ChIP-seq specific utilities¶
Scripts and tools for ChIP-seq specific tasks.
- calc_coverage_stats.pl: stats from a coverage file
- convertFastq2Fasta.pl: convert consensus fastq to fasta format
- CreateChIPalignFileFromBed.pl: convert csfasta->BED for GLITR
- getRandomTags_index.pl, getRandomTags_index_fastq.pl: extract random subsets of reads
- make_macs2_xls.py: convert a MACS output file into an Excel spreadsheet
- mean_coverage.pl: mean depth of read coverage from BAM file
- run_DESeq.R
calc_coverage_stats.pl¶
Get stats for coverage using a coverage file from genomeCoverageBed -d
Format of the input is:
chr position count
Outputs mean and median for all positions including 0 count positions
NB requires perl Statistics::Descriptive
module
convertFastq2Fasta.pl¶
Convert fastq formatted consensus from samtools pileup
to fasta
Note
Note that this will be redundant as mpileup
(the successor to pileup
)
has its own way of doing this. However it may be required for legacy projects.
Usage:
perl ~/ChIP_seq/convertFastq2Fasta.pl in.pileup.fq > out.fa
CreateChIPalignFileFromBed.pl¶
Convert csfasta->BED format file to ChIPalign format for GLITR peak caller.
Usage:
CreateChIPalignFileFromBed.pl in.bed out.align
getRandomTags_index.pl, getRandomTags_index_fastq.pl¶
Extract random subset of records from fasta and fastq sequence files.
getRandomTags_index.pl¶
Extract N
random records from ChIP align fasta files (2-line records):
Usage:
getRandomTags_index.pl in.fasta N out.fasta
getRandomTags_index_fastq.pl¶
Extract N
random records from fastq file (4-line records):
Usage:
getRandomTags_index_fastq.pl in.fastq N out.fastq
make_macs2_xls.py¶
Convert a MACS2 tab-delimited output file into an Excel (XLSX) spreadsheet.
Usage:
make_macs2_xls.py OPTIONS <macs_output_file>.xls [<xlsx_output_file>]
Options:
-f XLS_FORMAT, --format=XLS_FORMAT
specify the output Excel spreadsheet format; must be
one of 'xlsx' or 'xls' (default is 'xlsx')

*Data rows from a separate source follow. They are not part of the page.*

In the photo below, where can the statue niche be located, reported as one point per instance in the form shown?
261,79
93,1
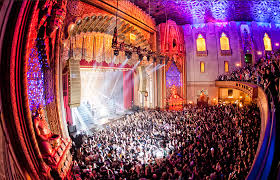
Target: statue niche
55,150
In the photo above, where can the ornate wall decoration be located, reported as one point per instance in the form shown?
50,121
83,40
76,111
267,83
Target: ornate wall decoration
203,11
173,76
35,80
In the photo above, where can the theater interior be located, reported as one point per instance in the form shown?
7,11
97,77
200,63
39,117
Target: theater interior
139,89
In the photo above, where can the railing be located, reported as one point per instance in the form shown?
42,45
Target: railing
263,160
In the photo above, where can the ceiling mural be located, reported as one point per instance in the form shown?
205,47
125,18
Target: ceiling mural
202,11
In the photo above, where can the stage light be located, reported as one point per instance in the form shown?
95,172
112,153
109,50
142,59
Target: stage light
128,54
116,52
166,60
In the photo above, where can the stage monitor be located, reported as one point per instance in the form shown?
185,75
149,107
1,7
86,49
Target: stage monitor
74,83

-b, --bed write an additional TSV file with chrom,
abs_summit+100 and abs_summit-100 data as the columns.
(NB only possible for MACS2 run without --broad)
If the xlsx_output_file
isn’t specified then it defaults to
XLS_<macs_output_file>.xlsx
.
Note
To process output from MACS 1.4.2 and earlier use make_macs_xls.py
;
this version only supports .xls
output and doesn’t provide either of
the -f
or -b
options.
mean_coverage.pl¶
Mean depth of read coverage: calculates the average coverage of all the captured bases in a bam file and presents as a single number.
Originally posted by Michael James Clark on Biostar: http://biostar.stackexchange.com/questions/5181/tools-to-calculate-average-coverage-for-a-bam-file
Usage:
/path/to/samtools pileup in.bam | awk '{print $4}' | perl mean_coverage.pl
It can also be used for genomic regions:
/path/to/samtools view -b in.bam <genomic region> | /path/to/samtools pileup - | awk '{print $4}' | perl mean_coverage.pl
Note that this assumes every base is covered at least once (because samtools pileup
doesn’t
report bases with zero coverage).
run_DESeq.R¶
Usage:
runDESeq.R [input file] [generic figure label] [output file]
Run DESeq in R using a tab delimited file [input file] that has a column of
chr_start_end
called ‘regions’, and four columns of read counts for:
timeA_rep1 timeA_rep2 timeB_rep1 timeB_rep2
(‘conds’ order hard-wired).
A [generic figure label] adds specificity to the output diagrams (hard-wired). The final [output file] is created.